Der früh verletzte Mensch (s. Von der Flucht in die Stille) kann sein Leid nicht erzählen. So bleibt ihm nur, seine Bezugspersonen sein Leid erfahren zu lassen. Je mitfühlender und liebevoller man auf einen früh verletzten Menschen ZUGEHT desto aggressiver und verletzender wird er. Er agiert aus, was ihm widerfuhr. Dies geschieht unbewusst. Wäre es ihm bewusst, könnte er darüber sprechen und den Weg des Erzählens gehen. Was nicht bewusst ist, kann nur agiert werden.

Partner, Freundinnen und Therapeuten geben hier meist ihr Bestes, doch oft reicht das nicht. Häufig bedarf es zahlreicher zerschlagener Beziehungen und mehrerer Therapieversuche, um Bewusstwerdung und damit Heilung zu erreichen. Ich möchte zwei Widerstände beschreiben, die gemeistert werden müssen, der eine liegt in der helfenden Person, der andere im früh verletzten Menschen.

Wenn die helfende Person nicht kompromisslos auf Liebe ausgerichtet ist und alle Übertragungen, Projektionen, Verblendungen und Aggressionen in ihr Herz nehmen kann, wird sie zur blind zurückschießenden Mitspielerin in der Wiederaufführung der Traumata. In diesem Inferno verliert sie die eigene Klarheit, die entscheidend für einen heilsam korrigierenden Prozess ist. Das passiert, wenn die helfende Person selbst eine helfende Person bräuchte.

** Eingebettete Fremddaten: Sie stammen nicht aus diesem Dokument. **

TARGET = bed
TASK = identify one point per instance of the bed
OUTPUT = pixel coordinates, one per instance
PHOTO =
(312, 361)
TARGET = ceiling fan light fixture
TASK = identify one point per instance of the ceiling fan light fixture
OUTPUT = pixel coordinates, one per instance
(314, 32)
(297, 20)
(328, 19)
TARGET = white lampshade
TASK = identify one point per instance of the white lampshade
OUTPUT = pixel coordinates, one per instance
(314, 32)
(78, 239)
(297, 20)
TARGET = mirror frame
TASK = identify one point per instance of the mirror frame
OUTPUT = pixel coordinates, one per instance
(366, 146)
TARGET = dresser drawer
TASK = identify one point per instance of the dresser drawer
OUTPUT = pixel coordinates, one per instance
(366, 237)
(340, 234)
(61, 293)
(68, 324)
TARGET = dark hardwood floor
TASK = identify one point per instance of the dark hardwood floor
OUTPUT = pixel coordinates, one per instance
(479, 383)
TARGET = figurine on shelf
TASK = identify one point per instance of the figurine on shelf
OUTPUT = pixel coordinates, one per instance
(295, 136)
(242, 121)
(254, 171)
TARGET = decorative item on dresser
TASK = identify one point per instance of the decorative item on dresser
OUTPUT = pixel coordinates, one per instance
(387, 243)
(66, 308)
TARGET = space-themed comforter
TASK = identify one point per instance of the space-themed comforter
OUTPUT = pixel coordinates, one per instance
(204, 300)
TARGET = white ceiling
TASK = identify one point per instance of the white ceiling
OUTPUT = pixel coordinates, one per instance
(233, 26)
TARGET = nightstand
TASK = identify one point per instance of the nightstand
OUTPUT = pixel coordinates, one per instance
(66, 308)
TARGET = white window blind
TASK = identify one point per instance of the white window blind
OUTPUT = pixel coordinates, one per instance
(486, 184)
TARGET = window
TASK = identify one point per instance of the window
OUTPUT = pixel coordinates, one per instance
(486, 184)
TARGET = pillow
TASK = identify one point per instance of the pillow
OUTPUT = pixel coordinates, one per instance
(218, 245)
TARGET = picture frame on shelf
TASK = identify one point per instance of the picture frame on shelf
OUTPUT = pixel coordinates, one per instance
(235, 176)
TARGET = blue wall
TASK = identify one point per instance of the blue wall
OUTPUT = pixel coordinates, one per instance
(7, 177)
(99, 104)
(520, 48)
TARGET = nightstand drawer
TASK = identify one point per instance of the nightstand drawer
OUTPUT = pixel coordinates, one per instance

Das Leid des früh verletzten Menschen sprengt jede Beziehung, wenn nicht beide voll und ganz zum Heilungsbündnis entschlossen sind. Keinesfalls bedeutet das, auf die eigenen Grenzen zu verzichten, denn das wäre lieblos sich selbst gegenüber. Es bedeutet, vollständig “Ja” zu mir und “Ja” zum anderen zu sagen und “Nein” zum Leid gegen mich.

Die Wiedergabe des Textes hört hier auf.